Table 7. Results of the language models in terms of the mean ± standard error of the F1-score in text classification with 512 tokens.
Table 8. Results of the language models in terms of the mean ± standard error of the F1-score in text classification with 8,192 tokens.

In the multi-class classification approach, the LegalBert-pt models outperform the Bertimbau-base results in all experiments. When analyzing the classification with the representation of the text by 512 tokens, the result LegalBert-pt FP exceeds by 2.6% in the F1-micro, 4.6% in the F1-macro and 3.0% in the F1-weighted. When analyzing the classification with the representation of the text by 8,192 tokens, the LegalBert-pt FP result exceeds 3.0% in the F1-micro, 3.7% in the F1-macro and 3.2% in the F1-weighted.

One possible reason for LegalBert-pt FP’s better performance in text classification is that it was pretrained on a dataset with language similar to the language of the texts used in the classification task. This could have allowed the model to learn relevant linguistic features that contribute to improved performance.

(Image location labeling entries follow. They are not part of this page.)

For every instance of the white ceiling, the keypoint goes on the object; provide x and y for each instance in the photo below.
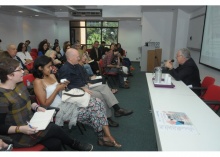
(62, 12)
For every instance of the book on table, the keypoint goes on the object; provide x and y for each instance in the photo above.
(95, 85)
(42, 119)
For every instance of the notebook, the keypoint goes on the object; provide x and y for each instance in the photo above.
(42, 119)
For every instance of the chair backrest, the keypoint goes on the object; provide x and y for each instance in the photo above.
(29, 77)
(213, 93)
(207, 81)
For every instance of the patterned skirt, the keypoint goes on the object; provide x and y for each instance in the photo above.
(94, 115)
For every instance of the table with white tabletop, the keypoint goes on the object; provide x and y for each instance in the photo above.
(181, 99)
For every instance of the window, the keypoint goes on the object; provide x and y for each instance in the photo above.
(87, 32)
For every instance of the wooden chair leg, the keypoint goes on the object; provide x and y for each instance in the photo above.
(79, 128)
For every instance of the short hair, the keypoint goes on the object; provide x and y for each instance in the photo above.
(7, 66)
(20, 45)
(185, 52)
(41, 61)
(49, 52)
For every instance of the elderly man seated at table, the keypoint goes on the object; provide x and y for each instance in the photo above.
(187, 71)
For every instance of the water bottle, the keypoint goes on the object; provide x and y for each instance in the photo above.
(158, 74)
(28, 83)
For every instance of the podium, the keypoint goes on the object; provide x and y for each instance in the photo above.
(153, 59)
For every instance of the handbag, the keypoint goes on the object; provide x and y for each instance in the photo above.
(76, 96)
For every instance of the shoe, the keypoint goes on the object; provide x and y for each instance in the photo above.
(132, 68)
(105, 141)
(81, 146)
(112, 123)
(130, 74)
(122, 112)
(125, 87)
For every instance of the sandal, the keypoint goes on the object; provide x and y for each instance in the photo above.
(108, 142)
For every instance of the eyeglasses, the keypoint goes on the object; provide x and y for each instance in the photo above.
(20, 69)
(178, 56)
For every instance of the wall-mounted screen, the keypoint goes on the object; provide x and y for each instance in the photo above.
(210, 53)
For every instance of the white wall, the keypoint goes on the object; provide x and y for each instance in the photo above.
(16, 29)
(204, 70)
(157, 27)
(130, 38)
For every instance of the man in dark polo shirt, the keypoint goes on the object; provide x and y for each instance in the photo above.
(74, 73)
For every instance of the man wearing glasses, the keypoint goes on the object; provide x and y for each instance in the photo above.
(187, 71)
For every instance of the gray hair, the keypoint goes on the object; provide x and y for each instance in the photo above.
(185, 52)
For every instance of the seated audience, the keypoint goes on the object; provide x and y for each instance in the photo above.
(27, 43)
(95, 52)
(94, 65)
(23, 54)
(74, 73)
(125, 60)
(187, 71)
(52, 54)
(57, 49)
(110, 66)
(102, 48)
(3, 145)
(47, 91)
(62, 51)
(43, 47)
(11, 53)
(66, 46)
(16, 109)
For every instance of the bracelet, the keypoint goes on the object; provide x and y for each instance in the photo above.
(17, 129)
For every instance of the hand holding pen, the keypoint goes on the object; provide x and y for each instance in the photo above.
(30, 129)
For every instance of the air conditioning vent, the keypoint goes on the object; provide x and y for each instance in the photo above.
(87, 12)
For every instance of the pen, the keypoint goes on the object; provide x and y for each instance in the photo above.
(28, 123)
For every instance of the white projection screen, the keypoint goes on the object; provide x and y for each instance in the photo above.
(210, 52)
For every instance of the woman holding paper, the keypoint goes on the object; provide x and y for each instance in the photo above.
(16, 109)
(47, 90)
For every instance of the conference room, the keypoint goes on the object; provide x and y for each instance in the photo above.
(140, 28)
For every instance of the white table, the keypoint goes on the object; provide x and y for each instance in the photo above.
(182, 99)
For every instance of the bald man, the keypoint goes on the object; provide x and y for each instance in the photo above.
(74, 72)
(187, 71)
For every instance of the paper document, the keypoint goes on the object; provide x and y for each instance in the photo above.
(174, 122)
(96, 78)
(90, 61)
(95, 85)
(42, 119)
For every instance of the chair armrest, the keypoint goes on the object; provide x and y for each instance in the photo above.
(212, 102)
(6, 139)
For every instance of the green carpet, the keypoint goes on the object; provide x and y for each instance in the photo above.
(136, 131)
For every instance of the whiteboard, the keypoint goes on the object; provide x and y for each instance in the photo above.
(195, 32)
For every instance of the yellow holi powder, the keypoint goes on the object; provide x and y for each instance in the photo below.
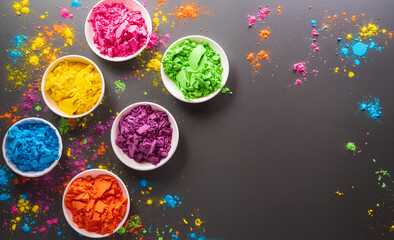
(38, 43)
(33, 60)
(154, 63)
(369, 30)
(76, 87)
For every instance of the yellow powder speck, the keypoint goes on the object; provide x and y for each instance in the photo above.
(33, 60)
(75, 87)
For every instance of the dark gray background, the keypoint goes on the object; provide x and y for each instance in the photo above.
(265, 162)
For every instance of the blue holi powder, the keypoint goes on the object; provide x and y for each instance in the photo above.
(313, 22)
(143, 183)
(75, 3)
(371, 108)
(172, 201)
(4, 196)
(26, 228)
(359, 49)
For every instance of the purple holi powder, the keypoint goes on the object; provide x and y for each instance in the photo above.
(145, 134)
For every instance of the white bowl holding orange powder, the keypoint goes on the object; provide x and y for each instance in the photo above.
(94, 173)
(51, 103)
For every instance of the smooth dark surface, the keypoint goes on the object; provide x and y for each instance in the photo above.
(265, 162)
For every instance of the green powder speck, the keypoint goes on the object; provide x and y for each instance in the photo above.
(351, 146)
(195, 68)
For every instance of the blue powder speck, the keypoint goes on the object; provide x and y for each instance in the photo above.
(26, 228)
(359, 49)
(75, 3)
(4, 196)
(372, 108)
(313, 22)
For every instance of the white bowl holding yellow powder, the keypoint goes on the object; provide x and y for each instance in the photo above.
(76, 76)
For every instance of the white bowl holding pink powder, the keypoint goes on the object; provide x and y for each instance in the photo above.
(131, 163)
(130, 4)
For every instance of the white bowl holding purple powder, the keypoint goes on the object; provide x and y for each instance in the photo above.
(130, 162)
(32, 174)
(90, 33)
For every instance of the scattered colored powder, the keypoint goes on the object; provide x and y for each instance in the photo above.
(371, 107)
(119, 31)
(32, 146)
(188, 11)
(171, 201)
(359, 49)
(195, 68)
(145, 135)
(120, 86)
(351, 146)
(264, 33)
(76, 87)
(75, 3)
(300, 68)
(97, 204)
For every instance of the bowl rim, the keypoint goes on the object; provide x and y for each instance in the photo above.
(224, 62)
(103, 172)
(32, 174)
(131, 163)
(93, 46)
(50, 68)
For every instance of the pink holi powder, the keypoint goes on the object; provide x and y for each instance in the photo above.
(65, 12)
(119, 31)
(252, 20)
(300, 68)
(297, 82)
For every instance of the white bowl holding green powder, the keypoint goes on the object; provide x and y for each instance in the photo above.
(192, 71)
(87, 96)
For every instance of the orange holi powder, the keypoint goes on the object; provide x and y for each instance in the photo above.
(190, 10)
(97, 204)
(264, 33)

The results of our experiments demonstrate that domain-specific language models outperform domain-general language models on domain-specific tasks such as NER and text classification. This suggests that pretraining with domain-specific texts allows the language model to learn richer and more specific representations of the domain-specific language compared to domain-general language models. However, it is important to note that specialization in a single domain limits the model’s applicability to tasks in that domain. Therefore, in scenarios where the application needs to handle multiple domains, a broader approach may be necessary, such as using generic language models.

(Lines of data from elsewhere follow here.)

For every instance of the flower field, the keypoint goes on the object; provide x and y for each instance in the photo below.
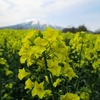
(49, 65)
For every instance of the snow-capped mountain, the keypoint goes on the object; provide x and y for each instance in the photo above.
(35, 24)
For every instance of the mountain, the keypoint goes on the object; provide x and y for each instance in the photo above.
(36, 24)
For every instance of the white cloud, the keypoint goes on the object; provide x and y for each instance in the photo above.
(16, 11)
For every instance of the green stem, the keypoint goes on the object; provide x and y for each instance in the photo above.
(48, 75)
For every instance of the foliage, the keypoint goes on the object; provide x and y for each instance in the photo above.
(49, 65)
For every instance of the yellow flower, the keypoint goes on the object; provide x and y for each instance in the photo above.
(38, 90)
(70, 96)
(53, 67)
(29, 84)
(68, 71)
(22, 73)
(85, 96)
(57, 82)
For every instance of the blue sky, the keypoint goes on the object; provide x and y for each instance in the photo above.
(64, 13)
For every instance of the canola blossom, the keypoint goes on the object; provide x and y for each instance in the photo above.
(49, 65)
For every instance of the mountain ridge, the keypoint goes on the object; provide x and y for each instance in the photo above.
(35, 24)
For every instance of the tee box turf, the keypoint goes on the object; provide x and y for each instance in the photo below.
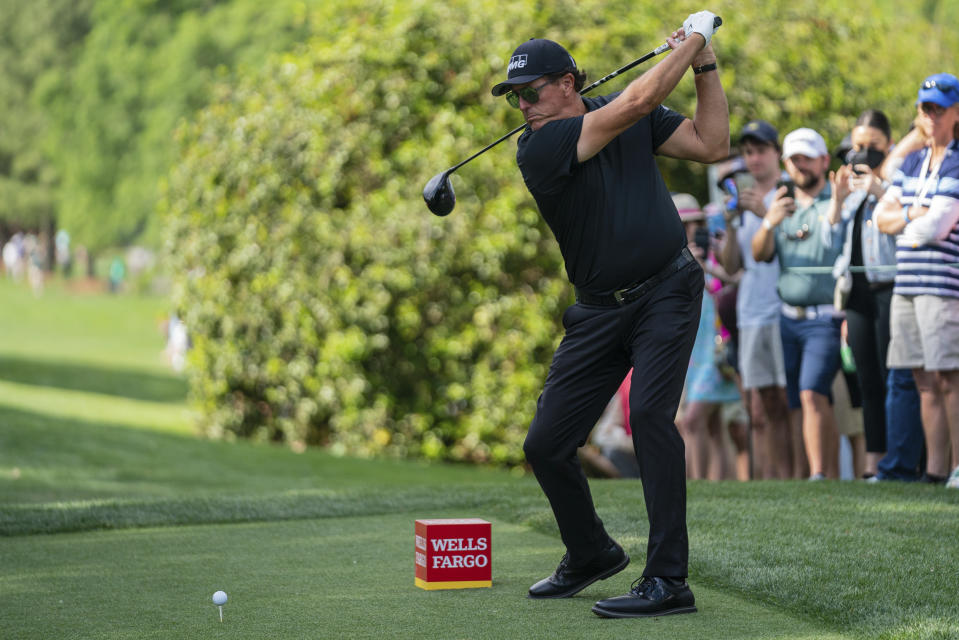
(453, 554)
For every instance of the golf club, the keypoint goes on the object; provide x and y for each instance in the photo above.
(438, 192)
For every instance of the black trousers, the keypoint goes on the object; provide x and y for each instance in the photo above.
(867, 321)
(655, 336)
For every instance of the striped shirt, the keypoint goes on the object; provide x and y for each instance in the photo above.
(927, 253)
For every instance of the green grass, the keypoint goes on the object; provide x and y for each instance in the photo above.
(117, 522)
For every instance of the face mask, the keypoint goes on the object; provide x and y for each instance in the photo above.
(870, 156)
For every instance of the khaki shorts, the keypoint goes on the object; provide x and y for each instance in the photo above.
(761, 357)
(924, 333)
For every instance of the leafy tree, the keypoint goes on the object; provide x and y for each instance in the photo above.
(35, 37)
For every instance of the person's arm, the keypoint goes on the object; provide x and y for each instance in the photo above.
(912, 141)
(705, 138)
(764, 242)
(648, 91)
(840, 191)
(731, 256)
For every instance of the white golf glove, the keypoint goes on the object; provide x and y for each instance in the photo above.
(701, 23)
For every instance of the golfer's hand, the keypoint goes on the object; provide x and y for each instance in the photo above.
(701, 23)
(780, 208)
(841, 181)
(866, 180)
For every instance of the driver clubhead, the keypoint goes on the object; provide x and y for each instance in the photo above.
(438, 194)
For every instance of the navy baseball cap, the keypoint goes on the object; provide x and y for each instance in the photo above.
(940, 88)
(534, 59)
(759, 130)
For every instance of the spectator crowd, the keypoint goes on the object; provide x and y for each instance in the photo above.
(832, 306)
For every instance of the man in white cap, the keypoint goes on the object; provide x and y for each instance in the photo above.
(796, 230)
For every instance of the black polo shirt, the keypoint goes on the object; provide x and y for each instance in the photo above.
(612, 215)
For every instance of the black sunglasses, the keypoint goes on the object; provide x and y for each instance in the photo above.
(529, 94)
(947, 86)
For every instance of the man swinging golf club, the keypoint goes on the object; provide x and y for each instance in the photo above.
(589, 164)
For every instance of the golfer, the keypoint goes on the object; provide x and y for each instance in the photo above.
(590, 165)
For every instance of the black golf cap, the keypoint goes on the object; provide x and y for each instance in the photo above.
(759, 130)
(533, 59)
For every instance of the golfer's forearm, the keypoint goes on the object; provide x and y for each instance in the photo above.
(638, 100)
(889, 217)
(730, 257)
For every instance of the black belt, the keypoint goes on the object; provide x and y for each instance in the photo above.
(634, 291)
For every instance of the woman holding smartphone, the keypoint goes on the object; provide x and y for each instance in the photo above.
(866, 288)
(922, 209)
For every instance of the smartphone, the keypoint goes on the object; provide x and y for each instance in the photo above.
(790, 188)
(744, 180)
(702, 240)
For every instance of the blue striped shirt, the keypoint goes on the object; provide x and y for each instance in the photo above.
(931, 268)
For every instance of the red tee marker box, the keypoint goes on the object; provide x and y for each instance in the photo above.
(453, 554)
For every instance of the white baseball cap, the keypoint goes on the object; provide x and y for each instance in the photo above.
(804, 142)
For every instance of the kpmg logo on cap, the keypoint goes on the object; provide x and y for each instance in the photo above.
(516, 62)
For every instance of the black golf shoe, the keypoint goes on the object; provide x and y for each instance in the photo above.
(568, 580)
(649, 597)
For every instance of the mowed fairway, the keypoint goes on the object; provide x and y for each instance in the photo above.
(117, 522)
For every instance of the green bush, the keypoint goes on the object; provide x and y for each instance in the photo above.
(327, 305)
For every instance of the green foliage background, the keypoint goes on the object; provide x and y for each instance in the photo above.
(328, 306)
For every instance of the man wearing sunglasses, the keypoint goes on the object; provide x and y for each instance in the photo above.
(796, 231)
(590, 165)
(922, 209)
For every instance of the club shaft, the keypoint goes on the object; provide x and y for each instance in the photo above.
(655, 52)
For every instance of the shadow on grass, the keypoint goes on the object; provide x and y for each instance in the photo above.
(129, 383)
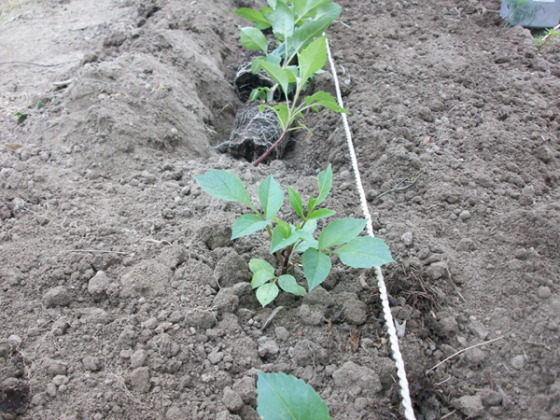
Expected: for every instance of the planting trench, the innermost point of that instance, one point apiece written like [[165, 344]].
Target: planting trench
[[122, 295]]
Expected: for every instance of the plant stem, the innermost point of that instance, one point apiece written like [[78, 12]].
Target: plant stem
[[271, 148]]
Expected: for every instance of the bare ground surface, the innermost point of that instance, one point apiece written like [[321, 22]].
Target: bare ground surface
[[122, 296]]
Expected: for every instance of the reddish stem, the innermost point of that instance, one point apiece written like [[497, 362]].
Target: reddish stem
[[270, 149]]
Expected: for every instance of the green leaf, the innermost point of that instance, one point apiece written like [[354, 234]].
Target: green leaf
[[247, 224], [282, 21], [324, 180], [260, 278], [277, 73], [311, 5], [254, 16], [267, 293], [321, 214], [340, 231], [253, 39], [365, 252], [223, 185], [256, 264], [311, 30], [295, 202], [283, 397], [288, 284], [325, 99], [316, 267], [283, 114], [270, 196], [313, 58], [280, 240], [310, 226]]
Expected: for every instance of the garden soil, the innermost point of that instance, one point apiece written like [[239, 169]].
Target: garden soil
[[122, 295]]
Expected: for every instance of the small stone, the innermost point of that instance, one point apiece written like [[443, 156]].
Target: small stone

6 Conclusion and Future Works

This article outlined the process of training, using, and evaluating a language model specifically designed for the legal domain. It demonstrated that the language model enhances accuracy in particular tasks within the legal field.

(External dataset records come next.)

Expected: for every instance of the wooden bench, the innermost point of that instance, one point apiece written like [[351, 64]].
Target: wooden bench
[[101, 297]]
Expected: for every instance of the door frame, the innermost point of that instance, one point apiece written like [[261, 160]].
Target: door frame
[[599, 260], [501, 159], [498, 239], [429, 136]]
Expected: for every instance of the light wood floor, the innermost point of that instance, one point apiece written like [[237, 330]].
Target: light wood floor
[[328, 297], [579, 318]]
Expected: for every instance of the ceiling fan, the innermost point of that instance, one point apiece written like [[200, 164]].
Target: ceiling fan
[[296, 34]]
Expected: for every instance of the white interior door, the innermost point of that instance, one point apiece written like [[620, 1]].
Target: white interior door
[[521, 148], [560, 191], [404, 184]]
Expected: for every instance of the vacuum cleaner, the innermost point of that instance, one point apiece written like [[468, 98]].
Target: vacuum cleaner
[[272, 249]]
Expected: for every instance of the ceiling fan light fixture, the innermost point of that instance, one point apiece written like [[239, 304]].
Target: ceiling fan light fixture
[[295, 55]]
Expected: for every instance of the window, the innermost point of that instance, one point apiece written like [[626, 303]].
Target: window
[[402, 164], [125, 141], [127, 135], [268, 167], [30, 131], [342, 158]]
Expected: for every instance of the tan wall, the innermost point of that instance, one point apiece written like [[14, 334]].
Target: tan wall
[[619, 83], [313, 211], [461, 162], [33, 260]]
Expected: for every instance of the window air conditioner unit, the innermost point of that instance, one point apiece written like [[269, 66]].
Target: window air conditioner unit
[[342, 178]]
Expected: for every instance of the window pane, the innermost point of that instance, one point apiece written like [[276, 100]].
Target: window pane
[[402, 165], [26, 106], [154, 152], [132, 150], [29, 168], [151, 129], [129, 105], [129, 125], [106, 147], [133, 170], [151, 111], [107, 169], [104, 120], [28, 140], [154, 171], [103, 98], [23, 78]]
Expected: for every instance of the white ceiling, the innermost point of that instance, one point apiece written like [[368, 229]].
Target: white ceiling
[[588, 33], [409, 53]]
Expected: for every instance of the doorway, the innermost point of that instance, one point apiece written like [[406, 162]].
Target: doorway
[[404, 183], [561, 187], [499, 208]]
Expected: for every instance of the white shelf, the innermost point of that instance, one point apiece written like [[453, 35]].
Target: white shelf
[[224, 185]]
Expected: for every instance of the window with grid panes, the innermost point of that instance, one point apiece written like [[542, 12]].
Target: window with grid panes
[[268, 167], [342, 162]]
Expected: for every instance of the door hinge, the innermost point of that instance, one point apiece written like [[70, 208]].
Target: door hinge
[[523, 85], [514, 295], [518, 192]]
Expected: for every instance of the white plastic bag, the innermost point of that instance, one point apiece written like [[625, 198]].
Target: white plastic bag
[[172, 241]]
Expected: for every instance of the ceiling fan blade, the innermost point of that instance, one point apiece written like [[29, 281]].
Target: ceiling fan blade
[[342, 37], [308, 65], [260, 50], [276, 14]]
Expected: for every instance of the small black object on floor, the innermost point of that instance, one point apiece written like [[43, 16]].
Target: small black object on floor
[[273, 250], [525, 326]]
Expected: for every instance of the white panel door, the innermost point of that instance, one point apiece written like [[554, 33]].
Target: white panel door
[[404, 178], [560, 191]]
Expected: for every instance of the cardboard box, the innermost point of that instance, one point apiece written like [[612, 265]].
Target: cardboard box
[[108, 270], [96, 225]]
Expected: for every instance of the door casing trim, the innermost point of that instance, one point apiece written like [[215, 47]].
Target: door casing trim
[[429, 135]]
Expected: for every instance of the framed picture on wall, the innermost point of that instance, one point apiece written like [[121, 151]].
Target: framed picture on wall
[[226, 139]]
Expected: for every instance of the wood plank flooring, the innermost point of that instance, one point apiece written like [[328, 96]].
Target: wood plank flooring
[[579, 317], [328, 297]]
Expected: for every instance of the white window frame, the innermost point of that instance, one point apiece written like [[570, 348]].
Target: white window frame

Experiments were conducted to determine the optimal strategy for generating a language model for a new domain, weighing the options of additional pretraining from a pre-existing generic domain model or starting from scratch. Consequently, two versions of the language model pretrained on legal domain documents were developed: LegalBert-pt SC (trained from scratch) and LegalBert-pt FP (pretrained using the BERTimbau-Base model). For the LegalBert-pt SC model, legal documents and articles from the Portuguese Wikipedia were utilized to create a vocabulary that includes both generic and legal domain-specific terms in Portuguese.

The legal domain language models were compared to the BERTimbau-Base (a generic domain language model for the Portuguese language) using intrinsic evaluation (measured through perplexity) and extrinsic evaluation (by fine-tuning the language model for specific tasks such as Named Entity Recognition and Text Classification). In both evaluations, the language models pretrained on legal domain documents yielded superior results compared to the BERTimbau-Base. Notably, the most significant performance gains were observed in the most challenging final tasks. The language models developed in this study are available under the OpenRAIL license and can be accessed at http://huggingface.co/raquelsilveira/legalbertpt_sc and http://huggingface.co/raquelsilveira/legalbertpt_fp. The models can be further fine-tuned using other types of legal documents, which presents an opportunity for ongoing improvement. This contribution is significant for both the scientific and practical communities, as it advances our understanding of how language models can enhance legal tasks.

In future research, we aim to examine the performance of LegalBert-pt on additional datasets and explore the model’s application in other tasks within the legal domain. This will help assess the extent to which understanding the specific language of these models impacts the accuracy of domain-specific tasks. Comparisons with GPT models and the utilization of the pretrained model to distill LLMs are also planned for future endeavors.